九州経済調査協会は、1946年10月25日に西中洲にあった福岡商工会議所ビルで創立総会が開かれ誕生しました。それ以来、九州・沖縄・山口(九州地域)の経済界、行政、大学等の皆様のご支援をいただきながら事業活動を展開してまいりました。76年の永きにわたり活動を続けてこられたのもひとえに、当会役員、会員をはじめとする皆様のご支援とご協力の賜物であり、心より深く感謝申し上げます。

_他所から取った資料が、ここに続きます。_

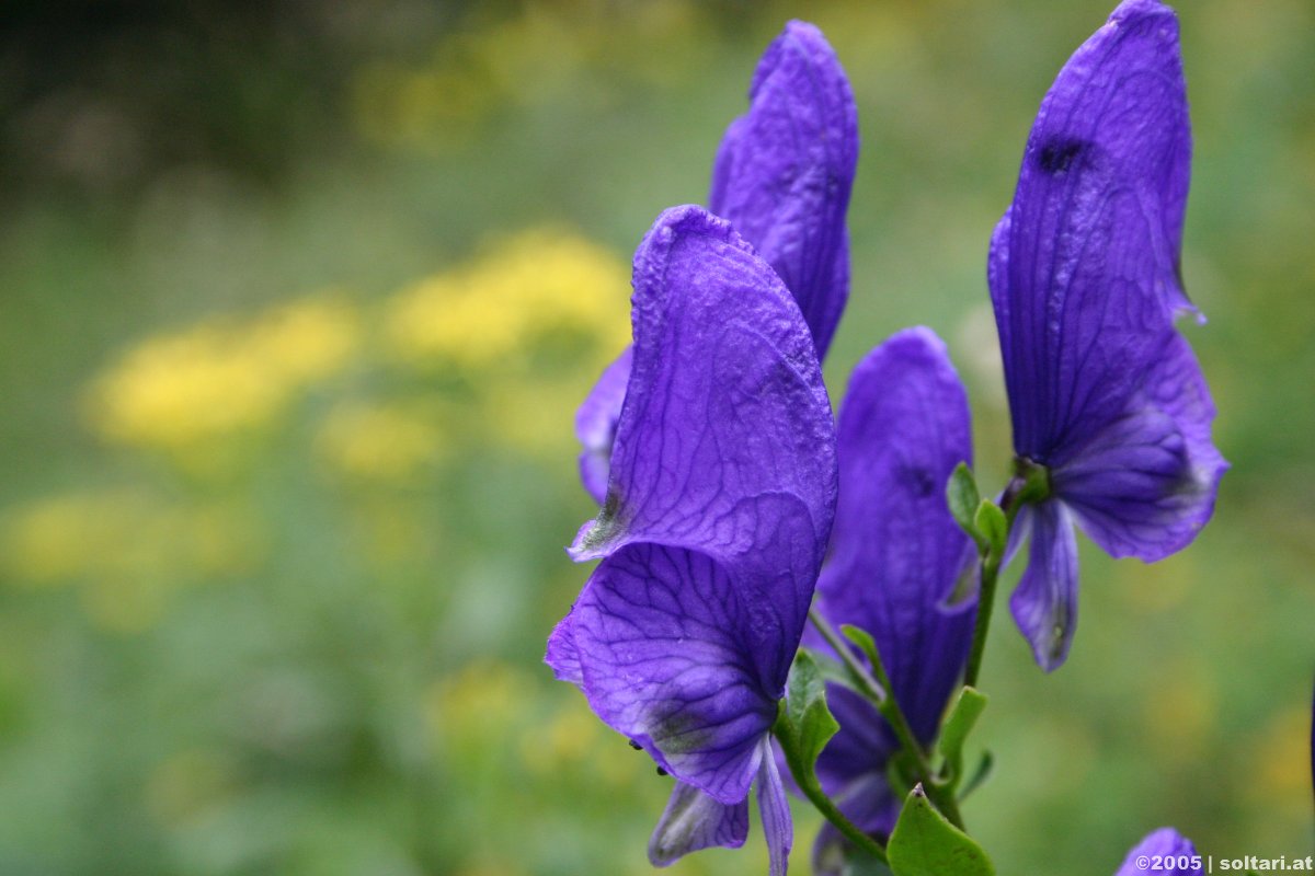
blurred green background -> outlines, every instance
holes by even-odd
[[[1001,615],[965,817],[1002,873],[1112,873],[1165,823],[1312,851],[1315,7],[1178,9],[1210,317],[1184,331],[1233,469],[1182,554],[1084,544],[1059,672]],[[11,4],[0,873],[651,872],[669,779],[540,663],[588,571],[572,415],[627,339],[630,252],[815,21],[863,135],[830,386],[932,326],[1002,483],[986,240],[1109,12]],[[669,872],[763,873],[759,831]]]

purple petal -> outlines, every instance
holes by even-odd
[[[790,800],[785,796],[781,774],[772,756],[771,739],[763,739],[763,766],[757,772],[757,810],[763,817],[767,837],[769,876],[785,876],[790,848],[794,846],[794,821],[790,818]]]
[[[1049,672],[1064,663],[1077,628],[1077,537],[1059,502],[1030,506],[1023,515],[1031,517],[1032,545],[1009,607],[1036,665]]]
[[[1189,862],[1197,858],[1197,847],[1191,844],[1191,841],[1180,834],[1173,827],[1161,827],[1147,835],[1123,860],[1123,865],[1119,867],[1119,872],[1114,876],[1144,876],[1148,871],[1147,867],[1139,867],[1139,858],[1168,858],[1177,862],[1180,858],[1185,858]],[[1197,858],[1197,860],[1201,860]],[[1144,860],[1141,863],[1145,863]],[[1165,873],[1166,876],[1201,876],[1205,871],[1201,867],[1173,867],[1169,869],[1156,871]]]
[[[748,797],[727,805],[677,781],[648,841],[648,860],[654,867],[668,867],[700,848],[739,848],[747,837]]]
[[[989,277],[1022,456],[1120,415],[1178,280],[1191,135],[1173,12],[1120,5],[1041,102]]]
[[[1098,545],[1148,562],[1195,538],[1228,468],[1210,443],[1215,406],[1191,348],[1173,331],[1164,340],[1128,410],[1052,471],[1055,493]]]
[[[849,821],[882,841],[894,830],[902,802],[881,772],[863,775],[844,796],[835,800]],[[834,825],[823,822],[813,843],[814,876],[842,876],[849,848],[852,843]]]
[[[722,802],[748,793],[776,720],[751,626],[780,636],[771,607],[707,556],[626,545],[571,613],[589,705],[677,779]]]
[[[840,62],[817,28],[789,22],[759,62],[748,113],[726,130],[709,206],[794,293],[818,357],[849,294],[844,214],[857,155]]]
[[[834,514],[830,403],[789,292],[725,221],[664,213],[635,256],[634,360],[604,557],[550,642],[560,676],[668,771],[748,793]]]
[[[635,255],[634,361],[602,514],[576,559],[652,541],[734,569],[780,621],[780,690],[836,493],[830,401],[798,307],[730,225],[664,213]],[[773,632],[773,636],[777,634]],[[761,637],[759,637],[761,638]]]
[[[559,682],[571,682],[584,690],[584,670],[580,668],[580,651],[575,645],[575,605],[558,621],[548,636],[548,653],[543,662],[552,667]]]
[[[836,443],[840,500],[818,605],[832,624],[873,636],[896,699],[928,742],[973,628],[973,612],[939,608],[969,545],[945,507],[945,482],[972,464],[972,437],[963,385],[935,334],[902,331],[859,364]]]
[[[580,481],[598,504],[608,498],[611,444],[617,437],[621,405],[626,401],[631,353],[633,348],[626,347],[621,356],[604,369],[598,382],[576,411],[576,437],[584,448],[580,452]]]

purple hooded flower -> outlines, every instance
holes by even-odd
[[[836,433],[840,499],[817,608],[877,644],[892,693],[914,735],[930,745],[972,644],[973,612],[945,613],[945,591],[964,569],[968,536],[945,507],[944,485],[972,462],[968,399],[945,345],[910,328],[855,369]],[[827,793],[860,829],[885,837],[901,800],[886,783],[898,750],[876,709],[836,684],[827,700],[840,722],[818,759]],[[819,873],[839,872],[839,831],[818,837]]]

当会は、九州地域の調査研究を通じて、地域経済の発展に寄与することを目的として設立されました。波多野鼎九大教授、野田俊作福岡県知事、門川暴日銀福岡支店長の3氏が発起人となり、博多港に引き揚げてこられた満鉄や満鉄調査部出身の役職員が加わってのスタートでした。そのため、九経調は設立当初から、満鉄調査部のDNAを受け継ぎ、「精神論ではなく統計やデータに基づいた調査」や「足でかせぐ調査」を調査マン気質として誇りとしてきました。
このような歴史と伝統を受け継ぎ、70有余年にわたって当会は九州地域の発展に貢献する産業調査や地域調査を行ってきました。例えば、1970年代初頭に自動車産業の先駆的な調査を行い、当時、九州には根付かないと考えられていた自動車産業の立地の実現に貢献しました。また、2000年前後には半導体産業の調査を数多く手がけ、半導体産業クラスターの形成につながりました。2000年代に入ると、道州制の研究に集中的に取り組み、九州経済連合会や九州経済同友会とともに、道州制の九州モデルづくりに取り組みました。こうした調査活動は、いわば九州地域において産業や地域のイノベーションを引き起こす先導的な役割を果たしました。
現在、当会は九州地域の企業、地方自治体、大学等約600会員の皆様に支えていただきながら、九州経済白書や九州経済調査月報などの定期刊行物の刊行、自主研究や国、県、市等からの受託調査などの調査研究を行っています。また、2012年4月には、電気ビル共創館に移転し、BIZCOLI(ビジネス図書館)を開館しました。BIZCOLIでは従来からの図書館運営だけでなく、年間約70回を超える講演会やセミナーも開催しています。2013年4月には、公益法人改革に対応し、公益財団法人に移行し、組織の基盤を強化しました。
創立70周年を契機に、周年事業にも取り組み、①「九経調70年のあゆみ-九州・沖縄・山口とともに-」を刊行、②「30年後に向けた九州地域発展戦略」に関する研究を実施、③「九州・沖縄・山口各県の未来を考えるシンポジウム」を開催、④九州地域経済分析プラットフォーム「データサラダ」を構築しました。70周年記念事業を行うに当たり、多大なるご支援をいただいた当会の役員、会員の皆様をはじめ、九州・沖縄・山口各地の多くの皆様に改めて厚くお礼申し上げます。これからも、新たな時代に向けて、70周年記念事業の成果を活用し、九州・沖縄・山口の発展に貢献していく所存です。
今後とも皆様の変わらぬご支援、ご鞭撻を賜りますよう、よろしくお願い申し上げます。